Sunday, August 30, 2009

Allison Hanes on Rossmo / Allore Book


When 19-year-old Theresa Allore went missing from school in Quebec's Eastern Townships in November, 1978, Champlain College was in disarray.

The campus was bursting at the seams due to record enrolment. Students were housed at dormitories in the countryside where there was limited supervision and infrequent transport to and from classes. Many students, including Theresa, resorted to hitchhiking.

Theresa's disappearance went unnoticed for a week, and in the end it was her friends who alerted police. School officials of the day did little to support her parents in their search.

Instead, the campus director of the day suggested to Theresa's father her vanishing had something to do with "lesbian tendencies" and that she'd need psychiatric help when she eventually turned up.

During the long winter between Theresa's disappearance and the discovery of her body face-down in a creek on a farm the following spring, Champlain continued to bill her parents for her room and tuition, plus interest.

Theresa's younger brother, John, has been a harsh critic of the cold indifference shown to his sister's fate since going on a quest for closure six years ago. That quest quickly morphed into amateur sleuthing of a likely murder by a possible serial predator who went undetected due to small-town police incompetence -- and remains unsolved.

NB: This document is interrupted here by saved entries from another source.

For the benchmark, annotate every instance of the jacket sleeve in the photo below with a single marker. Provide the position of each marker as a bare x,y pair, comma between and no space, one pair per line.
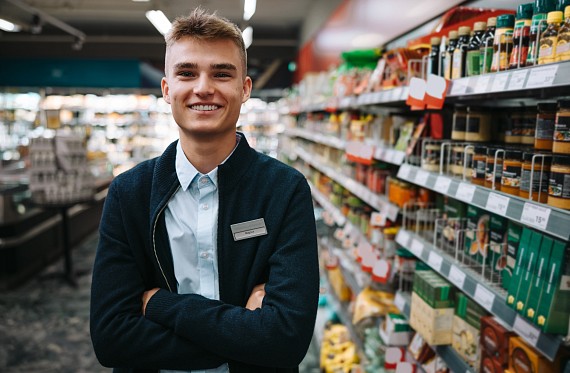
278,334
121,336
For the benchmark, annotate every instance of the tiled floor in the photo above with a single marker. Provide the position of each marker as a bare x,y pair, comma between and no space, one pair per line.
44,324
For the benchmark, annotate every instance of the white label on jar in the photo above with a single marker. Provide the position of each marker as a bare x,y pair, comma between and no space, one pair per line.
497,204
541,77
535,215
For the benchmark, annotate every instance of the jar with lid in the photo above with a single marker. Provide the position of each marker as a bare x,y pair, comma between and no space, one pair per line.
563,40
479,164
512,167
544,130
549,38
503,42
539,173
561,136
559,182
459,123
493,172
521,35
478,124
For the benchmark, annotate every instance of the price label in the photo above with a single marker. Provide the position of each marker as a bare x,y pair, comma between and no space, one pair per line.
457,277
435,260
465,192
482,83
403,238
484,297
541,77
499,82
421,177
497,203
442,184
404,171
517,80
535,215
417,248
529,332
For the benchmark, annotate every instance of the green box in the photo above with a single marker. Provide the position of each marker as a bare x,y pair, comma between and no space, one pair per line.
528,270
554,305
538,278
522,258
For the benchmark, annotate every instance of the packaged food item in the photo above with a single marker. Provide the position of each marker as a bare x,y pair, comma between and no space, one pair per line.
561,144
549,38
559,182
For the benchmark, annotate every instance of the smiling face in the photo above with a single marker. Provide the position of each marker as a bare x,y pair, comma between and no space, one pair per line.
205,86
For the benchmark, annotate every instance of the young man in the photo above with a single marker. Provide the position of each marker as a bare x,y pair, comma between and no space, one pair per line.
207,256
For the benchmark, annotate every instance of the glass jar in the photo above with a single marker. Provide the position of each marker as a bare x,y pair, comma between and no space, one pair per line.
478,165
561,136
492,171
559,182
544,130
539,191
512,168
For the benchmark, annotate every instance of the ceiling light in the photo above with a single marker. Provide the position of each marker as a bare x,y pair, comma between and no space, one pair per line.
159,21
9,26
247,36
249,9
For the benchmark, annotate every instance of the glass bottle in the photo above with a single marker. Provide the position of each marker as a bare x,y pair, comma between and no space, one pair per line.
548,39
460,53
503,42
453,37
472,64
486,49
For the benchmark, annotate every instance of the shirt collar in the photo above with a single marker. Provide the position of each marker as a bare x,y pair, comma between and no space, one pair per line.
186,171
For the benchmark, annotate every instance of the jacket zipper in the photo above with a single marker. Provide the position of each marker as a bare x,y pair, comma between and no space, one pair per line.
154,239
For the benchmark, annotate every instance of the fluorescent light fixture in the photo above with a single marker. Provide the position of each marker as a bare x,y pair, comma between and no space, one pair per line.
9,26
159,21
248,9
247,36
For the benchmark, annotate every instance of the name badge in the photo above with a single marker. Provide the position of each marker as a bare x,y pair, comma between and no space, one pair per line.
249,229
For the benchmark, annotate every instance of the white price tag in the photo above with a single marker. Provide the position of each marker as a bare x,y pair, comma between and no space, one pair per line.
459,87
528,332
417,248
482,83
404,171
403,237
484,297
442,184
499,82
421,177
541,77
435,260
465,192
535,215
457,277
497,204
517,80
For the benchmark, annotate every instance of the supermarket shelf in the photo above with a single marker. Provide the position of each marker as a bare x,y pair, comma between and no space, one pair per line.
551,220
489,297
378,202
322,200
454,362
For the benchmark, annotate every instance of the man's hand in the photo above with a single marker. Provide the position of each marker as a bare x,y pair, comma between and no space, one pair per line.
146,297
256,298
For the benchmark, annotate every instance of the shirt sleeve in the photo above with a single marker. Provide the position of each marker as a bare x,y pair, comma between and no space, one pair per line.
121,335
278,334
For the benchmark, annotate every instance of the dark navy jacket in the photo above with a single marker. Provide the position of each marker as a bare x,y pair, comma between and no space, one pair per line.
189,331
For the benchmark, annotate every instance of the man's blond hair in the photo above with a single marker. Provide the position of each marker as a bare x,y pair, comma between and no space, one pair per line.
207,26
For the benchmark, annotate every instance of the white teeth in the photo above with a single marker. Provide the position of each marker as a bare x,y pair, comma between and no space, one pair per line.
204,107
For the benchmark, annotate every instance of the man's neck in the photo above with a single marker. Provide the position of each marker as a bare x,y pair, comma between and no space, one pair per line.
207,153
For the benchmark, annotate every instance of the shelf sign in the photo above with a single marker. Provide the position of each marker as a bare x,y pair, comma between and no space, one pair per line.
535,215
497,203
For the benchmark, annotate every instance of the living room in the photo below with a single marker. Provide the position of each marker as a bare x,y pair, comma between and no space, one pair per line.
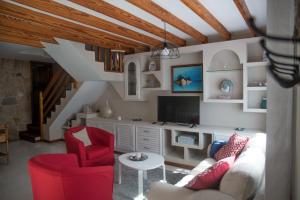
134,99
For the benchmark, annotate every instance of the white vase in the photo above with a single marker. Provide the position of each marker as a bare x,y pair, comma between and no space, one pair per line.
107,112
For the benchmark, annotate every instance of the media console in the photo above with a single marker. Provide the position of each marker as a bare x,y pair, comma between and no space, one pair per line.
148,137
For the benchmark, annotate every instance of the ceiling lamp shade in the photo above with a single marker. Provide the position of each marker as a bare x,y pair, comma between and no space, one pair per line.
165,50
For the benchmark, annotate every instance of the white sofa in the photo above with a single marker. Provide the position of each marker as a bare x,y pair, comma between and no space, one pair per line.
244,181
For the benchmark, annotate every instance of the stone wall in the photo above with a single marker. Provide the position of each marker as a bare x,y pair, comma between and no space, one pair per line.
15,95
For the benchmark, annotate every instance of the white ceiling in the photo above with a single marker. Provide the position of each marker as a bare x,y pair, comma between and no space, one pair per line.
224,10
21,52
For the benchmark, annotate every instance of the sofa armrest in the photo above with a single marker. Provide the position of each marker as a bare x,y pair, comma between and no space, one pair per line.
102,137
165,191
75,146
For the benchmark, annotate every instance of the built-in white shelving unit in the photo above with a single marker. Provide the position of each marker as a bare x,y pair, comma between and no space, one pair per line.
152,77
225,64
255,79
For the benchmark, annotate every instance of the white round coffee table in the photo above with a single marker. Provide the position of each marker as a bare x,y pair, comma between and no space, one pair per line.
153,161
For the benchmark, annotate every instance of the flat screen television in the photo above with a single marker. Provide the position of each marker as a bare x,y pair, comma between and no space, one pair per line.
179,109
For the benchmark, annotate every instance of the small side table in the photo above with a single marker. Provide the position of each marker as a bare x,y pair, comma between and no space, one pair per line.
153,161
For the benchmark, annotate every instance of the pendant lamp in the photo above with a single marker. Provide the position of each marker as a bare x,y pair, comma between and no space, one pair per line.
165,50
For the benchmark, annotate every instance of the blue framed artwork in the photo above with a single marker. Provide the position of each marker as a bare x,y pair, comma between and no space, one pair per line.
187,78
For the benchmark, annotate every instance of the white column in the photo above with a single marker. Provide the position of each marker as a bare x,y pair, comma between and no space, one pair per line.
164,173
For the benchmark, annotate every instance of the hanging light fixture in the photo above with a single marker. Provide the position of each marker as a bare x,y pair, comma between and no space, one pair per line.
165,50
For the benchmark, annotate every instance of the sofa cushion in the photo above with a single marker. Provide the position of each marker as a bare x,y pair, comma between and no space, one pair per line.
235,145
215,147
211,177
243,179
202,166
94,152
83,136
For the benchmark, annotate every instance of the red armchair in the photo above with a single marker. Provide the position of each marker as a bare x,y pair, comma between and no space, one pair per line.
100,152
59,177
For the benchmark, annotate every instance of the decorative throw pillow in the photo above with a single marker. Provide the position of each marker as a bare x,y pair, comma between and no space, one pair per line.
234,146
211,177
215,147
83,136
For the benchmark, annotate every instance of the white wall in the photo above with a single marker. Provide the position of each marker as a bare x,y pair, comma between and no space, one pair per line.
227,115
87,93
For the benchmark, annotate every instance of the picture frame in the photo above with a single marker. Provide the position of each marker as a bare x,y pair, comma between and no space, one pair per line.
187,78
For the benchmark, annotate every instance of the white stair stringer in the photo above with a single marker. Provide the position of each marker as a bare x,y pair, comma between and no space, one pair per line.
87,93
78,62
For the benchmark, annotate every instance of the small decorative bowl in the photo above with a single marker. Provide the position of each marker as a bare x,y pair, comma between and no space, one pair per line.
135,158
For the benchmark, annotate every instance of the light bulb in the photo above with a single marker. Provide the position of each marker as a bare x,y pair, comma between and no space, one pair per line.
165,52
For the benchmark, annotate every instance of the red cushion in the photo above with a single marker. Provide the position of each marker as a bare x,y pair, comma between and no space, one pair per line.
211,177
94,151
234,146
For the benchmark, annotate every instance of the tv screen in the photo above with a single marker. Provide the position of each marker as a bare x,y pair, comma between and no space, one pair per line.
179,109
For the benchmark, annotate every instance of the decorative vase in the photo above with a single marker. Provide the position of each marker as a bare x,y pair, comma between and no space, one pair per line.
263,103
107,111
226,87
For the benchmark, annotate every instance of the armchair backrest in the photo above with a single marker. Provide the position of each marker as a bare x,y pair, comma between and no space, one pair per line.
92,132
59,177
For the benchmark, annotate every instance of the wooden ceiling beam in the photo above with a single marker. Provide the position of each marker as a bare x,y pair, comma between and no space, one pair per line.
126,17
4,37
166,16
23,34
72,29
61,10
243,9
35,28
201,11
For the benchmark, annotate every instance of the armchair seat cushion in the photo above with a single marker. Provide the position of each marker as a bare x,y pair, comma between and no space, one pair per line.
94,152
99,152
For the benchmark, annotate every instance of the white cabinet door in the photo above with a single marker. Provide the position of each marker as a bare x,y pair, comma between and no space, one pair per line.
91,123
107,126
125,137
148,139
132,70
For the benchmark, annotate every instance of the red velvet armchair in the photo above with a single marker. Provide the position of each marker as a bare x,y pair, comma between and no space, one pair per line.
100,152
59,177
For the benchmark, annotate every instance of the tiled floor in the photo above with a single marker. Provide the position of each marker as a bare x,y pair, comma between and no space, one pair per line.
15,183
14,179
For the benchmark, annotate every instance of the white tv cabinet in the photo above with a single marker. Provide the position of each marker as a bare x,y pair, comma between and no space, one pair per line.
161,139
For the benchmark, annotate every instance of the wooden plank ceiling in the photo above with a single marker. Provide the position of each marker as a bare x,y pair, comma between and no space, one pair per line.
29,22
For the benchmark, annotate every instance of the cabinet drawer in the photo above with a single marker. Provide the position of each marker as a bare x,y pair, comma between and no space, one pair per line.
147,139
148,148
91,123
148,132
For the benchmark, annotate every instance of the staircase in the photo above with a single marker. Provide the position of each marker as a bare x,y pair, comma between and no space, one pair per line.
93,67
79,62
59,88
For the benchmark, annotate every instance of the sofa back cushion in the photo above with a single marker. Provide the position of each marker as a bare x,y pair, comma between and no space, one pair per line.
234,146
210,178
83,136
245,176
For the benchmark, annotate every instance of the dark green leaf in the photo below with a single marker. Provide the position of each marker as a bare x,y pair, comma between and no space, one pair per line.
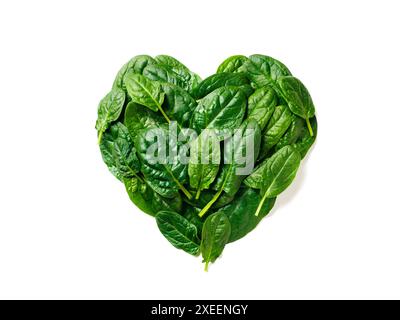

But Mr. Allore's pressure on Quebec's big bureaucracy -- from the college to the provincial police force and the justice department -- may have finally turned a corner.

Tomorrow he will attend a ceremony at Champlain Regional College in Lennoxville, Que., as it is now formally called, to announce a $1,000-a-year memorial scholarship in Theresa's name and launch a $20,000 fundraising drive for the endowment.

Mr. Allore vows not talk to about the mystery surrounding Theresa's death, nor his ongoing efforts to resolve it.

"In that room it's going to be about Theresa and celebrating her memory," he said.

Mr. Allore has other reasons for returning to Quebec this week. He will be talking up the chapter he contributed for a new book, which came about when he was called upon to tell his story to Kim Rossmo, a former Vancouver police officer who invented the widely used crime-solving technique called geographic profiling.

Mr. Rossmo, now a professor at Texas State University, was the first to sound the alarm about a serial killer stalking sex workers on Vancouver's Downtown Eastside when he was pioneering his methods in B. C. But he was dismissed and left town before he was eventually proven right with the conviction of Robert Pickton.

Mr. Rossmo used statistics to substantiate Mr. Allore's theory that a serial killer was stalking Quebec's Eastern Townships in the late 1970s and helped him draw a possible link between Theresa's death and two others: Louise Camirand and Manon Dube.

Mr. Rossmo book, Criminal Investigative Failures, is due out in November and will serve as a manual for how law enforcement can avoid the blind spots and biases that often undermine police work.

Mr. Allore said it meant a lot to him to be able to provide the human touch to a very technical text.

"He told me this is like the anchor of the book," he said. "I'm really honoured and really proud of that.? This is an academic book. It's not a titillating kind of thing. It's going to be used for research and teaching."

Mr. Allore said he is under no illusion Theresa's slaying will be solved imminently, but he hasn't raised his hopes, either.

"I'm at peace with the crime never being solved. I was at peace with that five years ago -- the point was to make sure that kind of thing never happened again."